И они стали объяснять мне, как выглядит небо на большой высоте. На минуту оба задумались и замолчали. И тогда я вдруг почувствовал себя так, как будто поезд ушел, а я остался один на платформе.
Как-то я подружился в Арктике с командиром транспортного корабля. Я летел в кабине — не только потому, что фюзеляж был всего-навсего обмерзшим до отчаяния пустынным железным сараем. Нигде не поговоришь так запросто с летчиками, как здесь или в летной гостинице, если живешь с ними в одной комнате. Мы жевали бортпаек, запивая крепким чаем из термоса, и говорили о всякой всячине. Командир был немолодой, энергичный, сухощавый, чуть горбоносый, прожаренный дотемна арктическим солнцем, подвижной и очень серьезный. Он даже свой экипаж «насквозь» воспитывал, следил, что читают.
Самолет висел над облаками. Пейзаж был
После взлета командир должен был, как обычно, до посадки передать штурвал второму пилоту. Но он этого не сделал. Молча и прямо смотрел он перед собой на приближающиеся облака, похожие на ледяные вершины, отсвечивающие розовым отблеском скрывающегося где-то за ними солнца…
Облака приблизились. Врезавшись в легкую воздушную массу, мы почувствовали на секунду обманчивое впечатление стремительного приближения горной вершины. Потом все вокруг потонуло в сероватом влажном даже на взгляд тумане. В этой серой массе прямо перед нами обозначилось тусклым желтым пятном солнце. Самолет пробивался к нему. Солнце наливалось светом, уменьшалось и вдруг стало нестерпимо ярким: мы вышли из облака. Впереди тянулась новая гряда. Теперь облака были ниже, чем курс самолета. Командир чуть отстранил от себя штурвал, машина опустилась, снова мы понеслись на облако и врезались в него. В сером тумане опять стало накаляться солнце, пока не вспыхнуло в чистом небе по ту сторону облачной гряды. Мы шли, как бы пронизывая насквозь одну горную цепь за другой.
Когда полет сквозь облачные горы кончился, командир взглянул на меня. Я заметил, он доволен вдвойне: оттого, что показал мне свое небо, и потому, что сам снова пережил увлечение этой игрой с родной ему стихией…
У летчиков, хотя они мало говорят о своих чувствах, ощущение красоты заоблачного пейзажа бывает развито особенно сильно, и жаль, что их глаза не могут, как киноаппарат, сберечь для других увиденное в небе.
…Корреспондента разбудили ночью, сказали, куда ехать.
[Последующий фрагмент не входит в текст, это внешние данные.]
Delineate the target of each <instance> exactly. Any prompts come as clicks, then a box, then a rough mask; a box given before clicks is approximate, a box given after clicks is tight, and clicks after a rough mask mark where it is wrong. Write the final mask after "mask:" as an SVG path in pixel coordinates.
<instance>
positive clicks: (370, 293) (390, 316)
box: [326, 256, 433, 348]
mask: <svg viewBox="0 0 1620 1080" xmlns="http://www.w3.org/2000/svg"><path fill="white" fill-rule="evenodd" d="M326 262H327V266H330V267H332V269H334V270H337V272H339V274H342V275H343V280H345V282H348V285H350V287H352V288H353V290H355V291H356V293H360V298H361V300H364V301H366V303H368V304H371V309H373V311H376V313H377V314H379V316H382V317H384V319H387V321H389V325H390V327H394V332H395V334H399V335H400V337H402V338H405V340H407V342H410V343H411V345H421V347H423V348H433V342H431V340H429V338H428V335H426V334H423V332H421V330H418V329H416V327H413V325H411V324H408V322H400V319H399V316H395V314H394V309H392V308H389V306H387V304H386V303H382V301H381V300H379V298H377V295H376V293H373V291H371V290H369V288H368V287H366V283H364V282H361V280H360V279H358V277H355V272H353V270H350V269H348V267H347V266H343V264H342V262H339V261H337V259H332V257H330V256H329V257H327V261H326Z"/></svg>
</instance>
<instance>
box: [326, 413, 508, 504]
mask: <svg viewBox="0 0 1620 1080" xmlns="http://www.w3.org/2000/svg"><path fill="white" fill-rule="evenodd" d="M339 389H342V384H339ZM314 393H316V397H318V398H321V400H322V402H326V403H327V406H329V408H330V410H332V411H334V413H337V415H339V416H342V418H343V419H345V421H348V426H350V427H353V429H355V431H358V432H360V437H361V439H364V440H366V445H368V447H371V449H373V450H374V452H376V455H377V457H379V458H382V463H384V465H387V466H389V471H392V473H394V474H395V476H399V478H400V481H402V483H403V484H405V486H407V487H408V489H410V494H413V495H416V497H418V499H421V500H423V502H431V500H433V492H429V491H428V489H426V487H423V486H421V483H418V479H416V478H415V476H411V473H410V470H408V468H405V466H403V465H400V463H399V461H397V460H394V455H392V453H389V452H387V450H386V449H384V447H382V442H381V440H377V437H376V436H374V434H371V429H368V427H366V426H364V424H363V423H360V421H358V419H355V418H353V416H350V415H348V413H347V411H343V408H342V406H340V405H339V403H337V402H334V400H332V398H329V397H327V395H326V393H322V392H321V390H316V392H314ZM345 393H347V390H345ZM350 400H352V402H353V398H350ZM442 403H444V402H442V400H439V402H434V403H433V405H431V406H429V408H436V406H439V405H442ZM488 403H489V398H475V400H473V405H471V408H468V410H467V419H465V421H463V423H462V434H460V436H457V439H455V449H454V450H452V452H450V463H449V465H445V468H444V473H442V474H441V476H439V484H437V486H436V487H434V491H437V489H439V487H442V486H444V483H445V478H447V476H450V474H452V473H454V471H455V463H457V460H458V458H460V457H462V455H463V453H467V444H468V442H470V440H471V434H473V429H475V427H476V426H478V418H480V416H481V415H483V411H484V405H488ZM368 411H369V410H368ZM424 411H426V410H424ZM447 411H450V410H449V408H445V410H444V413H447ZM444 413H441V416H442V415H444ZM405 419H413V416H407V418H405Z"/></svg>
Утром, не доезжая станции Тихова Пустынь, он стал смотреть в окно вагона.
На переезде сторожиха крикнула:
— Влево смотрите!
Корреспондент записал:
«Утро теплое и туманное. Широко стелются мокрые поляны, желтеют перелески. И вот, немного не доезжая до выросшей на косогоре деревни Верховье, саженях в двести от дороги, на краю неглубокой лощины, заросшей черным ракитником и веселой зеленью молодых елок, как громадная упавшая на землю птица, вырисовывается серый контур погибшего «ньюпора». Стоит он хвостом вверх, зарывшись носом в землю, и спереди накрыт мокрым брезентом…»
У аэроплана собралась следственная комиссия. Вокруг толпа. Клещинский прожил в деревне Верховье двое суток, и крестьяне подружились с ним. Корреспондент записал: «Они так и говорят — наш поручик».
Сняли брезент, ключом отвернули тросы. Показались два пробковых желтых шлема. Рука Клещинского судорожно вцепилась в рычаг глубины. Подошвы на сапогах согнуты от сильного нажима на педаль в предсмертный момент. Он боролся до конца. Серебряные погоны. Шерстяная рубаха коробится от черной крови. На руке идут часы. Их сверяют. Часы не останавливались.